I want to give the second instance of my Player class the remaining marker after the first instance gets one of them.

class Player():

    available_markers = ['X', 'O']

    num_of_players = 0

    player2_marker = ' '

    def __init__(self):

        self.name = input('Please enter your name : ')

        self.marker = ' '

        Player.num_of_players += 1

    def choose_marker(self):

        while Player.num_of_players != 2:

            self.marker = input('Choose X or O')
            if self.marker == Player.available_markers[0]:
                Player.player2_marker == Player.available_markers[-1]
            else:
                Player.player2_marker == Player.available_markers[0]
        else:
            self.marker = Player.player2_marke

I would like to accomplish this in the instance method but have went through a lot of code that doesn't quite work.


Solution

  • There are some misunderstandings of object-oriented coding in your code so I'll try to address them in my answer. One of the goals of object-oriented programming is the separation of concerns. If you have some logic about how a game works and you have some logic about how a player works, you don't want the logic for both in the same place intermixed.

    All the player really needs to know is what their name, marker and player number are:

    class Player():
        num_of_players = 0
    
        def __init__(self, name, marker):
            Player.num_of_players += 1
            self.name = name
            self.marker = marker
            self.number = Player.num_of_players
            print(self.number, self.marker)
    

    Separate from that is how you want to start the game and initialize the players.
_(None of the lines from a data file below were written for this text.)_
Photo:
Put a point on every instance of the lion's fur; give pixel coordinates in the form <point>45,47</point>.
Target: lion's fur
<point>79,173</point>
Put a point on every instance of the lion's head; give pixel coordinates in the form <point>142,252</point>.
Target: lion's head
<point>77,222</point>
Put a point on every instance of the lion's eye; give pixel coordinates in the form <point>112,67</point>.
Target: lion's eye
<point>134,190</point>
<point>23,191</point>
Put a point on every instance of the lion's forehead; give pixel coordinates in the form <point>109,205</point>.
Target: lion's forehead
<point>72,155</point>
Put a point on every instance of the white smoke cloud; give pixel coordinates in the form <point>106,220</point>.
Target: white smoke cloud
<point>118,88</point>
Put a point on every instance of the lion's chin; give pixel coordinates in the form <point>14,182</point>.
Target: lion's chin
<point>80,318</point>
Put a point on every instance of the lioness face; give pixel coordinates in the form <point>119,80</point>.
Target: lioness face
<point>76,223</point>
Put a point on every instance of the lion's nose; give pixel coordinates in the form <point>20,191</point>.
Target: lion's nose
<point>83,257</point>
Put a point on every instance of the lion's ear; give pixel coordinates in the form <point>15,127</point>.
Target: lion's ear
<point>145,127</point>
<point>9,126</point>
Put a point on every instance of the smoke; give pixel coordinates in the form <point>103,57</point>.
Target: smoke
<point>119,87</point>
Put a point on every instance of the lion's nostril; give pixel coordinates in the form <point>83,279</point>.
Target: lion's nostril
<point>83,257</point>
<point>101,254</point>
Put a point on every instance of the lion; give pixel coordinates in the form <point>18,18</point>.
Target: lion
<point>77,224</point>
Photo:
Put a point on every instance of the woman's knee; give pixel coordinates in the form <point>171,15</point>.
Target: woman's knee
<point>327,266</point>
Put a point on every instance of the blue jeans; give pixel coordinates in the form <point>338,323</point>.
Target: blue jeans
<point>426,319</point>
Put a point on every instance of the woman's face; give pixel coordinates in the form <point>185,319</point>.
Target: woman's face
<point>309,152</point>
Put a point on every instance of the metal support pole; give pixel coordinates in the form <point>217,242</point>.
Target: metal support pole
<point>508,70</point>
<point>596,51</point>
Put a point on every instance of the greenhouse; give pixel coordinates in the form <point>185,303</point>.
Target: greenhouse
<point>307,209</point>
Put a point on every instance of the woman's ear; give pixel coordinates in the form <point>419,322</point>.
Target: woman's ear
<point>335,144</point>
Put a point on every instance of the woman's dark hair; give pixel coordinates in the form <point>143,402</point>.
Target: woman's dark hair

You could create another class called Game but for now, I'll just do a function:

    def start_game():
        available_markers = ['X', 'O']
        print("Player 1")
        name = input('Please enter your name : ')
    

    Let's not trust that the user of the program will enter the right thing:

        while True:
            marker = input('Choose X or O: ')
    

    We will loop forever and just break out of it if a valid option is chosen:

            if marker in available_markers:
                break
            else:
                print("Invalid choice. Please pick again")
    
        player1 = Player(name, marker)
    

    We'll remove that marker from the list so the list just has one element in it now:

        available_markers.remove(marker)
        print("Player 2")
        name = input('Please enter your name : ')
        player2 = Player(name, available_markers[0])
    
    start_game()
    
    # Player 1
    # Please enter your name : Adam
    # Choose X or O: X
    # 1 X
    # Player 2
    # Please enter your name : Joe
    # 2 O
    

    Note that I create two separate instances of Player.

    Let's talk briefly about class variables vs instant variables. I kept num_of_players as a class variable to track the total number of players (accessible by doing Player.num_of_players or player1.num_of_players both will return that there are 2 total players). I also created another variable number so each player can track what their number is. That's an instance variable and tracked separately for each instance.